Macau- The Eight- ✪✪✪
Yet another in a long string of confusing-how-they-earned-it Chinese Three-Stars, Au Kwok Keung's Cantonese-style restaurant is named the luckiest number in Chinese culture. Fitting that it's inside an enormous casino, the Grand Lisboa, which is in fact the very same casino as the other Three Star in Macau, Robuchon au Dome. The Eight is, without any doubt, the inferior of the two.
MACAU, CHINA
SERVICE: 5.0/10
FOOD: 4.0/10
PRICE PAID: $220 PP (LIST PRICE- PRE-CHALLENGE)
VALUE/MONEY: 6.0/10
FINAL SCORE: 5.0/10
References to the number Eight are literally everywhere, and I have to say I found this restaurant's interior like something from a Bond villain lair. Female wait staff are outfitted in extremely slinky cocktail dresses and high heels, which look incredibly uncomfortable and contribute to said ambiance further.
One of the restaurant's signature dishes- we are first presented with a dumpling with abalone sauce, and abalone with pomelo. Only after we've consumed both does the waiter come over and inform us that it wasn't really an abalone, it was a mushroom! You guys got us! 7/10.
This next course is the interpersonal equivalent of coming on way, way too strong way too early. A heaping slab of barbecue pork prepared Char Siu-style is garnished with an even-larger hunk of goose liver. This makes the goose liver appear bigger than it is, balancing unsteadily on the pork like a big, sweaty elephant on a circus ball. When you think about how fatty and heavy both of these things are together you wonder what might make this a good starting dish for those who haven't skipped lunch (and maybe breakfast before that). On top of that, the goose liver is dry and the pork is overcooked. Poor. 3/10.
This next course is, once again, really heavy, but it has the new feature of actually being delicious. Beef from the tropical Japanese island of Kagoshima is super tender, and pairs almost perfectly with the watercress,which is crunchy and has a great texture. 8/10.
The menu charmingly describes this dish as "double-boiled sea whelk, abalone, and silky fowl with red dates." Sea whelk, a type of sea snail, is gamey and chewy; the same idea as escargot but less tasty. The sweetness of the dates is pronounced and welcome, but along with the rubbery-chewy abalone it makes for an extremely difficult-to-eat soup. 5/10.
I feel terrible for this lobster, who followed me all the way from the US (Boston) only to be badly cooked and dumped in a vat of mushy, poorly-articulated sauce and minced pork. Very difficult to pull the flavors apart here, and the undercooked lobster didn't help straighten anything out. 4/10.
What could only safely be described as an orgy of green vegetables came next; the second dish in a row that seems to be drowning in its own sauce. I got barely a third of the way through before deciding that this A) tasted like a crappy take-out side dish that one orders purely out of guilt for how unhealthful the rest of the meal is, only to wish they had fully committed to the oils and fats and B) was an enormous waste of my and someone else's time. 3/10.
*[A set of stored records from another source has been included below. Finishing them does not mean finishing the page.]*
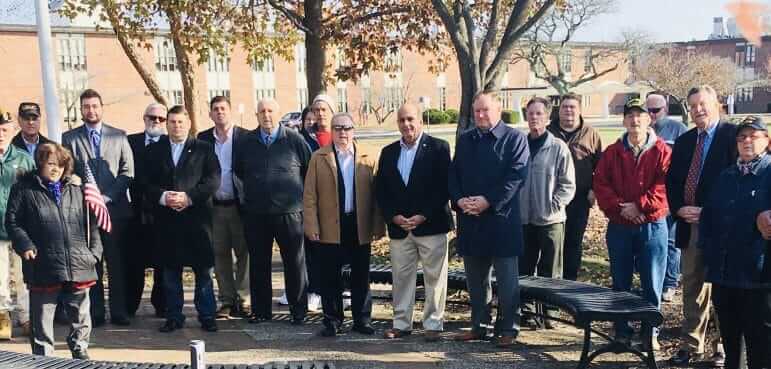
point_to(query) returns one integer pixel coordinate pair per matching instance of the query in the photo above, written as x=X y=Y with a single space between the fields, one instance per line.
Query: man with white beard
x=141 y=242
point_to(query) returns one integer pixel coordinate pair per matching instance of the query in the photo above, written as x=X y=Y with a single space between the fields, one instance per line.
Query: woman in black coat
x=58 y=238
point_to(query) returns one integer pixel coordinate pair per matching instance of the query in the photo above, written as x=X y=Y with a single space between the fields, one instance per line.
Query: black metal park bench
x=586 y=303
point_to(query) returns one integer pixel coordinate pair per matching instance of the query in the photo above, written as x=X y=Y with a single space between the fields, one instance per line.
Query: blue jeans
x=673 y=256
x=648 y=244
x=204 y=300
x=478 y=272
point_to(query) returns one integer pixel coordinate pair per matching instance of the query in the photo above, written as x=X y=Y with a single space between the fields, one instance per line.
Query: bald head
x=409 y=122
x=268 y=115
x=657 y=107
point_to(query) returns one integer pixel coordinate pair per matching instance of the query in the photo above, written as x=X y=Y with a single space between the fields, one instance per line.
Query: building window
x=394 y=62
x=586 y=101
x=300 y=58
x=342 y=99
x=749 y=55
x=302 y=97
x=588 y=61
x=70 y=101
x=165 y=58
x=265 y=93
x=566 y=61
x=72 y=53
x=174 y=97
x=264 y=65
x=394 y=97
x=215 y=93
x=218 y=63
x=442 y=98
x=366 y=99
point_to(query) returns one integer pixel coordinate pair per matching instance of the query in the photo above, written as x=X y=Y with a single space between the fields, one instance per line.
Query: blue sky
x=665 y=20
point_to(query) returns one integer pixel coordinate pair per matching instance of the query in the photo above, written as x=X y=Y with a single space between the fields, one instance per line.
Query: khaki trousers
x=431 y=252
x=696 y=296
x=228 y=237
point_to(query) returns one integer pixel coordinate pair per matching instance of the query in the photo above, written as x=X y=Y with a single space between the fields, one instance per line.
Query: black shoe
x=254 y=319
x=170 y=326
x=364 y=328
x=209 y=325
x=81 y=355
x=96 y=322
x=122 y=320
x=328 y=332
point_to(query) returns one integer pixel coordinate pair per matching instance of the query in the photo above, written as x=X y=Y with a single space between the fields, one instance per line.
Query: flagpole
x=53 y=114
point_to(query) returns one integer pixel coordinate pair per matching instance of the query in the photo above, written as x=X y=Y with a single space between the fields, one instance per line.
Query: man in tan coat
x=340 y=214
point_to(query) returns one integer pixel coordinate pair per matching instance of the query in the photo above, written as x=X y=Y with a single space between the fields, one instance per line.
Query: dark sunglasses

The first thing anyone confronted with this plate would probably ask, of course, is: "What in the holy hell is happening right now?" This pile of rice vermicelli, conpoy (dried scallops) along with fake shark's fin was a bland, soulless dish that tasted exactly like eating a bowl of plain pasta mixed with bran cereal. We are told by our server that this is, in fact, fake shark's fin; real shark's fin is a delicacy, they worked tirelessly to re-create the flavors and textures for this dish. A similar idea to the abalone that was actually a mushroom from earlier. I'm sure someone gets the significance of this effort, but it is completely lost on me.
From just looking at this dessert, there's no way you'd think it was totally gross, right? You'd be wrong. Lukewarm, sickly-sweet flavored, in a bath of sugar milk. 2/10. I broke off one of the wings, only to find it also bland and brittle, leaving the small fake butterfly staring forlornly at the crystal Bond-villain drapes. A sad image evocative of my experience here.
A final dish- coffee service- is brought out, complete with gold leaf on the white-chocolate rose to remind you that this meal is not only bad but also expensive. What a strange and disappointing place. Please avoid at all costs.